If you don't believe in induction (I don't believe in induction, because it has nothing to do with belief ;-): $$n^5-n = n(n^4-1) = n(n^2-1)(n^2+1)=(n-1)n(n+1)(n^2+1)$$ Now, if: $$(n-1 \equiv 0 \bmod 5) \oplus (n \equiv 0 \bmod 5) \oplus (n+1 \equiv 0 \bmod 5)$$ We are done. If not, then: $$(n-2 \equiv 0 \bmod 5) \oplus (n+2 \equiv 0 \bmod 5)$$ Must hold.
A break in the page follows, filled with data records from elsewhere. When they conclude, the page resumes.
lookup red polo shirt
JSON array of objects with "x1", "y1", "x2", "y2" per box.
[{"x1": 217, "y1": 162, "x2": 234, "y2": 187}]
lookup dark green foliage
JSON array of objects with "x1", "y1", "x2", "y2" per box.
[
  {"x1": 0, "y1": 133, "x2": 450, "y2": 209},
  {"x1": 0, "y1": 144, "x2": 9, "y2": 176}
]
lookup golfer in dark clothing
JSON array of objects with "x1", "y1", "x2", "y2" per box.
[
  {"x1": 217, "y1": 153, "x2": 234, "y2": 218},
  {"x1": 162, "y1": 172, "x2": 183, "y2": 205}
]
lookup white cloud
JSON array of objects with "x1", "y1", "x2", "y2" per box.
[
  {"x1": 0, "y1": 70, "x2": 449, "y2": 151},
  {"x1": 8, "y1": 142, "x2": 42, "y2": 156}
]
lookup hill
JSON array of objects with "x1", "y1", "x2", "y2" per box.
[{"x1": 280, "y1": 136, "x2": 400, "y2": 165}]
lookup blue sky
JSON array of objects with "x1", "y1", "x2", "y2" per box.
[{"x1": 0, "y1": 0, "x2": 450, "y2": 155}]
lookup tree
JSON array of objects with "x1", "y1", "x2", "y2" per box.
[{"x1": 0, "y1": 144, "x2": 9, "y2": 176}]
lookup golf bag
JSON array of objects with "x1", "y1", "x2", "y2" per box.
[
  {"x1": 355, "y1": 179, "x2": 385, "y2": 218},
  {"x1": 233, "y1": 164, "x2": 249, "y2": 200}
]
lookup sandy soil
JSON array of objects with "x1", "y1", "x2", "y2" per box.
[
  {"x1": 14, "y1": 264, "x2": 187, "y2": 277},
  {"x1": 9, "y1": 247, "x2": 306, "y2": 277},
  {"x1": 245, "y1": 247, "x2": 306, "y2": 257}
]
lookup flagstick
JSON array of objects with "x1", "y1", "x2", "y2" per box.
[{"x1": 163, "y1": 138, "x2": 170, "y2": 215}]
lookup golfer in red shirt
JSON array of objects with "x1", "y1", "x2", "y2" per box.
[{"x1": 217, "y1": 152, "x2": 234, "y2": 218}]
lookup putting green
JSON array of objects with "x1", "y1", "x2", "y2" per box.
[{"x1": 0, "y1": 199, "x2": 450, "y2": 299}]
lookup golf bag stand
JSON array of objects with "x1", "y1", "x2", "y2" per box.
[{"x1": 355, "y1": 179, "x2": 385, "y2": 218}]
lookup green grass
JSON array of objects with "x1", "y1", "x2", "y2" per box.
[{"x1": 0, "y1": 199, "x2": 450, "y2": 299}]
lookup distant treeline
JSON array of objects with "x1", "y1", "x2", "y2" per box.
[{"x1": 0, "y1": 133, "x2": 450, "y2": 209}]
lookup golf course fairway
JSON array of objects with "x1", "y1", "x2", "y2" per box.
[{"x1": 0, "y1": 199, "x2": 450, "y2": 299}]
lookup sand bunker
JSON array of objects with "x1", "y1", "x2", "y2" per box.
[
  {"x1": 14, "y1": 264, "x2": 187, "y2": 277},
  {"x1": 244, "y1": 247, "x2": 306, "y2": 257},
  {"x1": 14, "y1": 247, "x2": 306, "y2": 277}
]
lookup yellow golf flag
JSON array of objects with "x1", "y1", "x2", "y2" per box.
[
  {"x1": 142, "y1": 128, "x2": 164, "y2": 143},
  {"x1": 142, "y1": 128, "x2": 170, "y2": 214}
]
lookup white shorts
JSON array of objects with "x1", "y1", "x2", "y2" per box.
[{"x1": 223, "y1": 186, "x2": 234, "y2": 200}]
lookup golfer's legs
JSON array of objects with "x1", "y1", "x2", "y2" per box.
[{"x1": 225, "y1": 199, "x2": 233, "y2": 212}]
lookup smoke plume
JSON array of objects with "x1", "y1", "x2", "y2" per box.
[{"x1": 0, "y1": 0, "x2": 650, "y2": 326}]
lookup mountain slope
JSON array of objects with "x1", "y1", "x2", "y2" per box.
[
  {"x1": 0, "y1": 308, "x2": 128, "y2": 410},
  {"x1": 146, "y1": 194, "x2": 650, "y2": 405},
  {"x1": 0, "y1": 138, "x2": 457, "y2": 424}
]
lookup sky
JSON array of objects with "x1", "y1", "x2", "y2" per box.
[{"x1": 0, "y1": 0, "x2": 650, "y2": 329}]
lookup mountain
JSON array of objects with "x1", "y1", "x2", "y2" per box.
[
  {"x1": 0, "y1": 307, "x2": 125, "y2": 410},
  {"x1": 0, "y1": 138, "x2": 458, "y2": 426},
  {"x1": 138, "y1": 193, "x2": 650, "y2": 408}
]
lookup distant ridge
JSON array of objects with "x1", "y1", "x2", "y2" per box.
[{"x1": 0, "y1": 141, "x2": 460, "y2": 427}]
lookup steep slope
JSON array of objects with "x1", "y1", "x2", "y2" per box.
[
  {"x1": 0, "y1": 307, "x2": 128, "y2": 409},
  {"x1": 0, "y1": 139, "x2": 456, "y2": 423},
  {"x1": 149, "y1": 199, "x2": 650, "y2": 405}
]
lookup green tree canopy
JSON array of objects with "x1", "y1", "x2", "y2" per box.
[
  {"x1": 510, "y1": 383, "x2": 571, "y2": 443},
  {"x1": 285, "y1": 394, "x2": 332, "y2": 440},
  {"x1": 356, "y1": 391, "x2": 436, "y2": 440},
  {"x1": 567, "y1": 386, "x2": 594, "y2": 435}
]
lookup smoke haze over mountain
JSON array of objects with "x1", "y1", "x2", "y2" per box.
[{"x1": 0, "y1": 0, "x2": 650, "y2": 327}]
Now notice that $(n-2)(n+2)=n^2-4 \equiv n^2+1\bmod 5$.

So in this case, using modular multiplication rules, $n^2+1 \equiv 0 \bmod 5$ must hold.

So there's no escape! $5|(n^5-n)$.

Answer 4

I would like to show another approach without induction method

We know that

$$n^5 - n=n(n^4-1)=n(n^2-1)(n^2+1)=(n-1)n(n+1)(n^2+1)$$

Now Let's focus on another sequence

$ n>2$ and $k>0$

$$(n-2)(n-1)n(n+1)(n+2)= 5.k$$

Because if we have 5 numbers sequence and always we will have a number in the sequence such form of $5.j$.

Examples:

$3.4.5.6.7$

or $4.5.6.7.8$

or
$5.6.7.8.9$

or $6.7.8.9.10$

another sequence also must be such form of

$$(n-1)n(n+1).5= 5.m$$

$$(n-1)n(n+1)(n^2-4)= 5.k$$

To sum up both terms , you can get

$$(n-1)n(n+1)(n^2-4+5)= 5(m+k)$$

$$(n-1)n(n+1)(n^2+1)=n^5 - n= 5.(k+m)$$

Answer 5

Proof:

Base case $n = 1: 1^5 - 1 = 0 = 0*5$ which is a multiple of $5 ( k = 0 )$.

Assume $5$ divides $n^5 - n$. We need to show: $5$ divides $(n+1)^5 - (n+1)$.

$(n+1)^5 - (n+1) = n^5 + 5k + 1 - (n+1) = 5k + n^5 - n$. We have: $5$ divides $5k$, and from induction step: $5$ divides $n^5 - n$. So $5$ divides $(n+1)^5 - (n+1)$.

So: $5$ divides $n^5 - n$ for all $n$.